The Amazing Johnson-Lindenstrauss Lemma: Applications

By 苏剑林 | September 24, 2021

In the previous article "The Amazing Johnson-Lindenstrauss Lemma: Theoretical Edition", we introduced the theoretical derivation of the Johnson-Lindenstrauss Lemma (JL Lemma) in detail. In this piece, we will focus on its applications.

As a conclusion inherently related to dimensionality reduction, the most basic application of the JL Lemma is, naturally, as a method for reducing dimensions. However, beyond this direct application, many seemingly unrelated algorithms, such as Locality-Sensitive Hashing (LSH) and Randomized SVD, essentially rely on the JL Lemma. Furthermore, for machine learning models, the JL Lemma often provides a theoretical explanation for our choice of dimensions.

Tools for Dimensionality Reduction

The JL Lemma provides a very simple and direct "Random Projection" approach to dimensionality reduction:

Given $N$ vectors $v_1, v_2, \cdots, v_N \in \mathbb{R}^m$, if you want to reduce them to $n$ dimensions, you only need to sample an $n \times m$ matrix $A$ from $\mathcal{N}(0, 1/n)$. Then $Av_1, Av_2, \cdots, Av_N$ are the results after dimensionality reduction.

The simplicity and speed of this approach are beyond doubt. The immediate question readers may have is: how does it compare to methods like PCA or t-SNE?

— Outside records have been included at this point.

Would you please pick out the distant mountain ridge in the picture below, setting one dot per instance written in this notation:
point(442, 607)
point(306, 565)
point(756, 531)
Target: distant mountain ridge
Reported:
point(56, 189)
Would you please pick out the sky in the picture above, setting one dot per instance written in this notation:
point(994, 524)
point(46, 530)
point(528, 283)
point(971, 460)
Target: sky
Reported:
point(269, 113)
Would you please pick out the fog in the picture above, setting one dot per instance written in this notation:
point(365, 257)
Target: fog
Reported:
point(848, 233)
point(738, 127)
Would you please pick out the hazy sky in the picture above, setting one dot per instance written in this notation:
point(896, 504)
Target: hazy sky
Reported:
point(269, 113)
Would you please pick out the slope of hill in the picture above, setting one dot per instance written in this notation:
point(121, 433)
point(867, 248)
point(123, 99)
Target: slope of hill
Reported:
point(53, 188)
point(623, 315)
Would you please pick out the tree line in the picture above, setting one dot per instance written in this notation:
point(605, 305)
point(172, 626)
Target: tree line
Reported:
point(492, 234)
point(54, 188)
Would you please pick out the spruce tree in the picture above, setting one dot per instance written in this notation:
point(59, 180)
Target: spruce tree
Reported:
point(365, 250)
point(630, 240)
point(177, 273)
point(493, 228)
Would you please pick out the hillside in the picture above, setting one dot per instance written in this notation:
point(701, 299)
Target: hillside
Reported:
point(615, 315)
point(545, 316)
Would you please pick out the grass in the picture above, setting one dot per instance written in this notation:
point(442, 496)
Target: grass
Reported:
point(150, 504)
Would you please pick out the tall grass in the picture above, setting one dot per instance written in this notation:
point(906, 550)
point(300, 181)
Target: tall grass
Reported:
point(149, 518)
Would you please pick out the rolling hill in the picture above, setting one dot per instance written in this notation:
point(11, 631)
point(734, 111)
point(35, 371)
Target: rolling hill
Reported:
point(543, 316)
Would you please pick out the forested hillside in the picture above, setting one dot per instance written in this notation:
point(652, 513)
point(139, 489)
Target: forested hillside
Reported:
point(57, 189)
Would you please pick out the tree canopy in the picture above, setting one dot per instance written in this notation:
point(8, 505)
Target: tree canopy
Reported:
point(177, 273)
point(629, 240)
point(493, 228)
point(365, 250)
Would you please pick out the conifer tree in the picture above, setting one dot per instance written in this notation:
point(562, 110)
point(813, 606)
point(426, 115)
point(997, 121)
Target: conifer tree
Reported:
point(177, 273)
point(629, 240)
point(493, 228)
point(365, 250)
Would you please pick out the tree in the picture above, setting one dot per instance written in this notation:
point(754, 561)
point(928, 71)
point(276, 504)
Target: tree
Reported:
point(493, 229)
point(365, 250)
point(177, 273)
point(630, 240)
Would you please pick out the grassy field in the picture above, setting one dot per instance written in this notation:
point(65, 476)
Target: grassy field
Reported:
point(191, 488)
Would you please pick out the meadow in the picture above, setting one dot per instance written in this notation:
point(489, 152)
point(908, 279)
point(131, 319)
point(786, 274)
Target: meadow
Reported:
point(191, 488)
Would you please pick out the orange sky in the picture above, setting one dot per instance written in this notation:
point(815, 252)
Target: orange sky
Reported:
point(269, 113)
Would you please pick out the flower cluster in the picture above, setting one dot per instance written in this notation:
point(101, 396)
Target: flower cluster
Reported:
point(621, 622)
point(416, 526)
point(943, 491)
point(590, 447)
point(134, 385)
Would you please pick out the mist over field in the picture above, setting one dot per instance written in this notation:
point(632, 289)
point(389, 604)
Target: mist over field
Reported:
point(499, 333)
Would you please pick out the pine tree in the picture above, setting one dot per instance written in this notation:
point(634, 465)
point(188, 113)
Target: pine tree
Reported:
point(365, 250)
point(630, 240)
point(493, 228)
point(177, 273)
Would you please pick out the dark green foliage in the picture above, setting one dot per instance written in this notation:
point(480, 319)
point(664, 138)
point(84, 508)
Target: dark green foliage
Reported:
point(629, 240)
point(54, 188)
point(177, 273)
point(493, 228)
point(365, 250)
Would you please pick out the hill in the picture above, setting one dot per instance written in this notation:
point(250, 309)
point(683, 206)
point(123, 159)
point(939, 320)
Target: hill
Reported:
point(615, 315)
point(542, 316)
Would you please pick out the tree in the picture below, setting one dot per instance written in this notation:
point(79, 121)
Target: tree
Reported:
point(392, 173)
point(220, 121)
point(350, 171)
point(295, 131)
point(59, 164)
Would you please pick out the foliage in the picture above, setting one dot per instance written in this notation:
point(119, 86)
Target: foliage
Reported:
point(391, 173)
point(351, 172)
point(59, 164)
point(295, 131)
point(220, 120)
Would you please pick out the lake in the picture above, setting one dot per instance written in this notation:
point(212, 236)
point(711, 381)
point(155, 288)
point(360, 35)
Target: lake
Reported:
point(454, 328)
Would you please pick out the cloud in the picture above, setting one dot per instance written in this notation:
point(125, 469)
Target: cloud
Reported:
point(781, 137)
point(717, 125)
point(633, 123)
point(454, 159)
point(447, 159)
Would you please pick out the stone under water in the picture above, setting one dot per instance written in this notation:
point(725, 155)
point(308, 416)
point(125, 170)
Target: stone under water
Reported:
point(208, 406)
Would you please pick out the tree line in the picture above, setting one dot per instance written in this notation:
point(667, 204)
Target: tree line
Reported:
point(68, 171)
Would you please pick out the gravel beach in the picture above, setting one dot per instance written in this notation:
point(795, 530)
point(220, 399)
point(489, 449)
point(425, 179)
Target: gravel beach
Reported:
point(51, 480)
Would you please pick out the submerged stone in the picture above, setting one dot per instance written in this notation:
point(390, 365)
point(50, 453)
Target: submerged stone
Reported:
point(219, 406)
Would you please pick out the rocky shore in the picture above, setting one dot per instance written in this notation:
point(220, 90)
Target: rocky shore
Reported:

In fact, just as "existence is reasonable," the fact that more complex methods like PCA and t-SNE have not been eliminated indicates they surely have advantages over random projection. Indeed, the random projection of the JL Lemma merely provides a very basic dimensionality reduction method, showing that even with such a simple method, the required dimension after reduction is only $\mathcal{O}(\log N)$. It serves more as a theoretical proof.

Therefore, if one is truly pursuing accuracy in dimensionality reduction, in most cases, specialized methods like PCA or t-SNE will definitely perform better than random projection. Moreover, as mentioned in the previous article, the JL Lemma is a very sufficient condition. The bounds it provides, such as $n > \frac{24\log N}{\varepsilon^2}$ or even $n > \frac{16\log N}{\varepsilon^2}$, are just very sufficient bounds. For instance, if you take $\varepsilon=0.1$, you get $n > 1600 \log N$, which essentially has no practical value. Switching to more precise methods like PCA or t-SNE allows for loosening this requirement, achieving better results at much lower dimensions.

Localized Hashing

Locality-Sensitive Hashing (LSH) is a scheme for approximately searching for the nearest neighbors under a certain metric. Generally, we rarely link LSH with the JL Lemma, but I believe the choice of hash functions in LSH is actually closely related to it. Simply put, LSH is an algorithm that binarizes vectors, and the binarized vectors approximately maintain the metric. A common scheme is to use random projection to (approximately) maintain the invariance of the cosine value.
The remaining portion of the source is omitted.